À partir de 1983, je m’abonnais également à un mensuel contenant 12 diapositives commentées par Albert à propos de l’actualité astronomique et spatiale.
En parallèle des interventions radiophoniques et de la chronique dans Air et cosmos ou des articles parus dans « Sciences et Avenir », j’achetais aussi régulièrement ses derniers livres. Je me souviens en particulier avoir lu « 1985/2000 – Le futur aujourd’hui » une première fois en 1985, puis bien sûr une deuxième fois en 2000 !
Au début des années 90, mon lien avec Albert va évoluer de façon significative suite à mon adhésion au Cosmos Club de France (C2F), dont il était le président et dont je suivais les réalisations dans le magazine « Air et Cosmos ». À partir de 1991, je participais régulièrement aux conférences organisées à Paris où je pouvais enfin voir et écouter Albert en chair et en os, et je participais à la rédaction d’articles pour le bulletin « Orbite » du Club.
Mais l’anecdote la plus marquante concerne mon premier échange direct avec Albert. En juillet 1993, je participais à un voyage à Baïkonour organisé par le magazine « Sciences et Avenir » pour assister au lancement de Jean-Pierre Haigneré vers la station Mir. Le 3 juillet je me trouvais donc avec un petit groupe de Français à acclamer notre spationaute dans sa combinaison spatiale avant son entrée dans le bus qui le conduirait au pas de tir en compagnie de ses deux collègues cosmonautes. En octobre de la même année, Albert avait invité Jean-Pierre Haigneré à raconter son périple spatial lors d’une conférence du C2F. Entre deux, Christian Lardier, avec qui nous avions travaillé sur un numéro « Spécial Propulsion » du magazine « Orbite », avait suggéré à Albert Ducrocq de me faire monter sur l’estrade aux cotés de Jean-Pierre quelques minutes pour parler de mon expérience de « touriste » qui avait assisté au Kazakhstan au lancement de ce vol. Juste avant la conférence, Christian me dit que tout est OK et que j’aurai 15 minutes pour passer mes diapos.
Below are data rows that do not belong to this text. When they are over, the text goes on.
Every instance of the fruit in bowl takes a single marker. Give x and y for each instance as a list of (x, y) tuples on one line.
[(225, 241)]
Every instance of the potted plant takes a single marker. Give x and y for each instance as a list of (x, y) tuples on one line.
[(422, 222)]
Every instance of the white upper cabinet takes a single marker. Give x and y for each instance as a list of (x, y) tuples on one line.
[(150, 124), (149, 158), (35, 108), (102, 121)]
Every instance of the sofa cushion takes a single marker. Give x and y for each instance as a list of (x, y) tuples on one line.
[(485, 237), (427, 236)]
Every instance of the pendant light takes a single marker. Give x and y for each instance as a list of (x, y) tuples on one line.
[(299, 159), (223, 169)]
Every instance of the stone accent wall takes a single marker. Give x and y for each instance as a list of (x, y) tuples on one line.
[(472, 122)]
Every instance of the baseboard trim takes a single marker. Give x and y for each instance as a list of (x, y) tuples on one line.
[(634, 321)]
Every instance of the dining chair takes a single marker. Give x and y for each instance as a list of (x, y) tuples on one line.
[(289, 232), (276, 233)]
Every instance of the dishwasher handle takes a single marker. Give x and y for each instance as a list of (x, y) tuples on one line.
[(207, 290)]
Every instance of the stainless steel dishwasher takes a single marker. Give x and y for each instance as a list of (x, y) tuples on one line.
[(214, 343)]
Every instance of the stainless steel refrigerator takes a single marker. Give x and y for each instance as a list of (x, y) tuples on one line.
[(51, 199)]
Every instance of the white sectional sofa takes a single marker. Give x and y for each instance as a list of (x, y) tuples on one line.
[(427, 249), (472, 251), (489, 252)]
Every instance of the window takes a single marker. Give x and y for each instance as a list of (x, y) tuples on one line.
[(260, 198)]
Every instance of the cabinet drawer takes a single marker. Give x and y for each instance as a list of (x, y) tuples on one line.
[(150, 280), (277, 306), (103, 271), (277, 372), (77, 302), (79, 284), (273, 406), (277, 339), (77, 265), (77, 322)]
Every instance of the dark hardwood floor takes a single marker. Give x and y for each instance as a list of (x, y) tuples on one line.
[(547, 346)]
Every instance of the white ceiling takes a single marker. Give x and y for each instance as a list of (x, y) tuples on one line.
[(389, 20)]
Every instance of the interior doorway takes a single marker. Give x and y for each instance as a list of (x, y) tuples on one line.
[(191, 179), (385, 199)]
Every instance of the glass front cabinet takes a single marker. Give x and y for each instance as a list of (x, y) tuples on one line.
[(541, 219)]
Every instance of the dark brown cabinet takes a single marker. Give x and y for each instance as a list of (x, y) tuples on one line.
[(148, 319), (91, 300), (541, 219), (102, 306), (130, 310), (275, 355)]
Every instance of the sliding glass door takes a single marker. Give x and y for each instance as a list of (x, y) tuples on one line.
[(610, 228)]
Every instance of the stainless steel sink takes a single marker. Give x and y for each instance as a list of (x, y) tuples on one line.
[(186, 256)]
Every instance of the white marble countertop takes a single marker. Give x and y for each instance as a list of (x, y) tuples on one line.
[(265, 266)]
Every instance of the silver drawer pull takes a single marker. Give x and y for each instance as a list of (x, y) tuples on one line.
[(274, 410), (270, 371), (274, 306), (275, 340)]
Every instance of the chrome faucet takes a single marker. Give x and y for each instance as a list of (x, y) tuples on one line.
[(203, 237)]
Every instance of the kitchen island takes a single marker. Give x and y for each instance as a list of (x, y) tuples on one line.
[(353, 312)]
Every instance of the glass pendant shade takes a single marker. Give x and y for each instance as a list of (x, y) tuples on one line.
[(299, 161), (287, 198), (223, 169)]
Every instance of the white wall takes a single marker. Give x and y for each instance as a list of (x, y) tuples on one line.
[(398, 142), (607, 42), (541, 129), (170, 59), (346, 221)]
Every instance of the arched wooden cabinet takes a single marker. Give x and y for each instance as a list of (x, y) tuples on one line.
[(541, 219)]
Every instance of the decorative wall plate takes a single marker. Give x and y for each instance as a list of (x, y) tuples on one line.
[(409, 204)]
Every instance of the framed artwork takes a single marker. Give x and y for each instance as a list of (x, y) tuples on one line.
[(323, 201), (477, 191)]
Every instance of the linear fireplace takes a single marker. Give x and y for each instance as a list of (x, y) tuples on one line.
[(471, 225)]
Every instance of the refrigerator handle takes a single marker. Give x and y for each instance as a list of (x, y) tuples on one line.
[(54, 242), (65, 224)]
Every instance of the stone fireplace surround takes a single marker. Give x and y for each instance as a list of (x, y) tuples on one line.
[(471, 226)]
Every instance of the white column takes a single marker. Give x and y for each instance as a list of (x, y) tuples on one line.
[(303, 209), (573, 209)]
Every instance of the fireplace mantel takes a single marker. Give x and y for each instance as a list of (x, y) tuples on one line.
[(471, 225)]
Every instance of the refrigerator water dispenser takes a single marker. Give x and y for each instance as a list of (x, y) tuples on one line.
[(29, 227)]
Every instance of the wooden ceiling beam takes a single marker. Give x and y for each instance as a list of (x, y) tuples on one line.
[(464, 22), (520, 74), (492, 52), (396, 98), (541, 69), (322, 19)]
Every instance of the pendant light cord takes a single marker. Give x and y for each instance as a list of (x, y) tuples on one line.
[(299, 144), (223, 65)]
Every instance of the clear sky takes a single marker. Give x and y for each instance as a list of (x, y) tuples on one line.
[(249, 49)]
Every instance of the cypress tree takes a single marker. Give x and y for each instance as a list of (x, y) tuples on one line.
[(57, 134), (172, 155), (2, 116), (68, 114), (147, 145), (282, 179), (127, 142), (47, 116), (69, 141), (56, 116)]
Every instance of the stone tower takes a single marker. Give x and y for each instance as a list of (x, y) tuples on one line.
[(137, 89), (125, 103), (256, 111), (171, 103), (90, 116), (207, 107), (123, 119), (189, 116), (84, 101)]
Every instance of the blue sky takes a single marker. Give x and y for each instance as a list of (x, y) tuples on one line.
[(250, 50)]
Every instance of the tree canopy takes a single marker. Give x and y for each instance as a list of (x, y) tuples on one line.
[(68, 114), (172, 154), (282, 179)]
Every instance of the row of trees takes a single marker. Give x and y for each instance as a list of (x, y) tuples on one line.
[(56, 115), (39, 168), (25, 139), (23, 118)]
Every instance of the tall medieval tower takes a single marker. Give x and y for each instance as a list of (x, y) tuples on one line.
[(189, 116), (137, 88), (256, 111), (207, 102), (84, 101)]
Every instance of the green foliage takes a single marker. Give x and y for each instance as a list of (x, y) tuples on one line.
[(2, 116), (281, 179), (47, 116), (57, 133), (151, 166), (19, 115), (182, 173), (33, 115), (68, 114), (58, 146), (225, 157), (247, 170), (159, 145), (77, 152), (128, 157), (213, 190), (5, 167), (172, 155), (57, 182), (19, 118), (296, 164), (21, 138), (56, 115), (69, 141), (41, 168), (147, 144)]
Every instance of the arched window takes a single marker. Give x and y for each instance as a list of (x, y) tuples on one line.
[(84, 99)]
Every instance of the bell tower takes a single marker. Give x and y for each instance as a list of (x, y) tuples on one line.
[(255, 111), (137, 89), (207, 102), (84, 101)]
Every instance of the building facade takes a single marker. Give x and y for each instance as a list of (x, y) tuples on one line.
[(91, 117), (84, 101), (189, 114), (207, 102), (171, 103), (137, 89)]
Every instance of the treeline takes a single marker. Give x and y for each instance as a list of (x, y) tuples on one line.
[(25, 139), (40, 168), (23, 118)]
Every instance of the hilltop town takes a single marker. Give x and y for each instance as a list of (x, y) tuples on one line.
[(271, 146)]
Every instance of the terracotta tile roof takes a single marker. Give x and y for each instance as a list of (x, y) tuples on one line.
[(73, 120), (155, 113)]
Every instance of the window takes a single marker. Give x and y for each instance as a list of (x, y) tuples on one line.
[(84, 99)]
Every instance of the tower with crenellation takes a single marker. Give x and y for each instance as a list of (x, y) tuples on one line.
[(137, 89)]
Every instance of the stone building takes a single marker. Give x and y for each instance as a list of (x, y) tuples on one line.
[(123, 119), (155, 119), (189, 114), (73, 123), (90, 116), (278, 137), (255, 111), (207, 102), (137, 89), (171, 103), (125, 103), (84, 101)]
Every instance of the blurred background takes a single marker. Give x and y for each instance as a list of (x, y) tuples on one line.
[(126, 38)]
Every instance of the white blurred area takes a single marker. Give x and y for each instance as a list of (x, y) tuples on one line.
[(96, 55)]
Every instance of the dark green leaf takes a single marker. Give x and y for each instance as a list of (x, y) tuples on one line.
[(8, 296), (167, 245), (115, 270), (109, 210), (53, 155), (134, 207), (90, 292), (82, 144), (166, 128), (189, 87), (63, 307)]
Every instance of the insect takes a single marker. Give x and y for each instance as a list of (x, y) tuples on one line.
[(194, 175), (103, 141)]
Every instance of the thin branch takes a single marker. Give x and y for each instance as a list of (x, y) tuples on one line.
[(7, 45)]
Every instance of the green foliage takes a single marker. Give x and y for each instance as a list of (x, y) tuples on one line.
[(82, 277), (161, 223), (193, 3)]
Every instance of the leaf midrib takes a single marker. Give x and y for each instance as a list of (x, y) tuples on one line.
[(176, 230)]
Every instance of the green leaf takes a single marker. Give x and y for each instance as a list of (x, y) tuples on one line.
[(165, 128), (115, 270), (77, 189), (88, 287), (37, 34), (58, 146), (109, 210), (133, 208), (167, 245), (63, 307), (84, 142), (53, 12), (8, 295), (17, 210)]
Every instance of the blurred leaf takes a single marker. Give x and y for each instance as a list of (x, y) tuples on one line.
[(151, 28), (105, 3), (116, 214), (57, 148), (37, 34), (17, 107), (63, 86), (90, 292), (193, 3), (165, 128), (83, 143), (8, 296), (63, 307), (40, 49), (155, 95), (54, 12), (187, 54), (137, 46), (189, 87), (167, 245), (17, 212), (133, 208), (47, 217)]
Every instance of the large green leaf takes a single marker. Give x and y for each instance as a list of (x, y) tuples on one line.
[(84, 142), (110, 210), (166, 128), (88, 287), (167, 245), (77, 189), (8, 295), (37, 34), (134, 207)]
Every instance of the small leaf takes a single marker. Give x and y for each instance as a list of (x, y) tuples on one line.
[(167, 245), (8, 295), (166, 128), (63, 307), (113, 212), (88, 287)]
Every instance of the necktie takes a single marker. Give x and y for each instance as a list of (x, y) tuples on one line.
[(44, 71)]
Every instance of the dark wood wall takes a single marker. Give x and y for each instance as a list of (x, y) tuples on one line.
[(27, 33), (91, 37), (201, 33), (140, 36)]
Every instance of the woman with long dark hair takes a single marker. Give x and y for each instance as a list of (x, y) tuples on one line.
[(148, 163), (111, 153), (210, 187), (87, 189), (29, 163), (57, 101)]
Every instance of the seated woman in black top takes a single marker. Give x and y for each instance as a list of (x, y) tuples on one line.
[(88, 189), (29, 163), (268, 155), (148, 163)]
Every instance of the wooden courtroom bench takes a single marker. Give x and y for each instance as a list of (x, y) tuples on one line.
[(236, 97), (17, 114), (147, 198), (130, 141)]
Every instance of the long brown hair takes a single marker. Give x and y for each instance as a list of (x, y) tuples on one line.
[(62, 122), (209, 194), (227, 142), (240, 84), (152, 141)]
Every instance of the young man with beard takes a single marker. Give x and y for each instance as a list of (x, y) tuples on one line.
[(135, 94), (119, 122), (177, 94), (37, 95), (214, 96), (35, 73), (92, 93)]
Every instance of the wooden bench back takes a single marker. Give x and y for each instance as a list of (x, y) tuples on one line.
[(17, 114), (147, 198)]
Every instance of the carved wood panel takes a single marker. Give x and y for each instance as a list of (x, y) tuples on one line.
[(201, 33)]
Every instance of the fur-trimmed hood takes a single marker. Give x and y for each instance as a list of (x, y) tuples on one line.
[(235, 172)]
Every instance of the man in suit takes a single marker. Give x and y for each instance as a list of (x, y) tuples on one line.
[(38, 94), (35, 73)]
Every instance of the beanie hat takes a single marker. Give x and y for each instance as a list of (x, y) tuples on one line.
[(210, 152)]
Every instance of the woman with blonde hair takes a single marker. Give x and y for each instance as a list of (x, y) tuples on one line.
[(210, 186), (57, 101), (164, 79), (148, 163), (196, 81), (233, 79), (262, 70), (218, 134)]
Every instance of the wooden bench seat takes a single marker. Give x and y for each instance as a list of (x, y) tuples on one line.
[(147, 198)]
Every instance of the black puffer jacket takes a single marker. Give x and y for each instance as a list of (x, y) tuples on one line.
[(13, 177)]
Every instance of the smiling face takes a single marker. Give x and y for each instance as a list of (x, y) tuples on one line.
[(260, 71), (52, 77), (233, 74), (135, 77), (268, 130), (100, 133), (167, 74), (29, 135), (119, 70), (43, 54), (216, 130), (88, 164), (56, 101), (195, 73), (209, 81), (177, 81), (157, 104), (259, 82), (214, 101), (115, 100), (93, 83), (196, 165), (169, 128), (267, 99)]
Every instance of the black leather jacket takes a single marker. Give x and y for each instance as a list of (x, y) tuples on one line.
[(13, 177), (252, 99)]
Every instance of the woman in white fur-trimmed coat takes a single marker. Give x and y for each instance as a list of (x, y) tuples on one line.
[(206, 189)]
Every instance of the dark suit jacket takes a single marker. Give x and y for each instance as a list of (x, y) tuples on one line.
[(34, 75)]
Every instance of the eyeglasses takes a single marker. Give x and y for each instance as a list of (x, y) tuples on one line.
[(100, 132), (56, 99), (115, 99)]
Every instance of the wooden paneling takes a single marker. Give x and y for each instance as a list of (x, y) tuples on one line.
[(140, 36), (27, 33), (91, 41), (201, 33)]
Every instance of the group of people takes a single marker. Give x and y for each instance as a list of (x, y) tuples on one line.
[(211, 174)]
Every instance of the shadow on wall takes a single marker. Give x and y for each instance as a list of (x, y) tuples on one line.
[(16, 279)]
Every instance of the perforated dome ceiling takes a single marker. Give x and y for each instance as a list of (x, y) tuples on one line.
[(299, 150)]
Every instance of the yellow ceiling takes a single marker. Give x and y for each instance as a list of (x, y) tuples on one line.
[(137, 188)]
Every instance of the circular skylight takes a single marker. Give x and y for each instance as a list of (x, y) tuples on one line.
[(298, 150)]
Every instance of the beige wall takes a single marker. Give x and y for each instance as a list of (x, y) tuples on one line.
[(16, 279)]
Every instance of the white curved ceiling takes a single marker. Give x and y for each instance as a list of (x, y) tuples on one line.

Au moment de parler, je me retrouve donc entre Albert Ducrocq et Jean-Pierre Haigneré qui finit sa présentation par une phrase comme « C’est la première fois qu’on voyait des supporters devant le bus acclamer des cosmonautes avant leur départ ! C’était une surprise de voir ce petit groupe de Français venir à Baïkonour pour le lancement… ». Et là, j’enchaine par « Et bien justement, je vais maintenant vous montrer l’envers du décor avec les photos prises par l’un des touristes venus voir le lancement ». Juste à coté de moi, Albert se penche alors et me dit discrètement : « Vous avez 5 minutes… ». Je vous laisse imaginer le stress !
Par la suite j’ai eu l’occasion d’échanger avec Albert en particulier lors de réunions de préparation de l’avenir du Cosmos Club de France et lors d’une visite des installations de la Snecma à Melun Villaroche.
J’ai toujours été marqué par son coté à la fois très enthousiaste, avec parfois ce que j’appellerais des envolées verbales lors d’interview à la radio, et par son éternel optimisme. Une phrase qu’il a prononcée lors d’une réunion interne au Cosmos Club m’a particulièrement marqué. Quand on a abordé le sujet des personnes qui ne payaient plus leur cotisation depuis longtemps mais qui faisaient toujours partie du fichier des adhérents du club, il avait demandé de « garder ces personnes dans la liste car quelqu’un qui est parti peut toujours décider de revenir ».
En conclusion, je dirais qu’Albert Ducrocq fait partie des personnes qui ont inspiré, sans probablement s’en rendre compte, des milliers de jeunes en leur permettant d’une façon ou d’une autre de réaliser leur rêve de participer ou de suivre l’exploration spatiale. J’ai fait partie des ces personnes et c’est pourquoi c’est avec beaucoup de plaisir que je fais revivre mes souvenirs à l’occasion du centième anniversaire de sa naissance.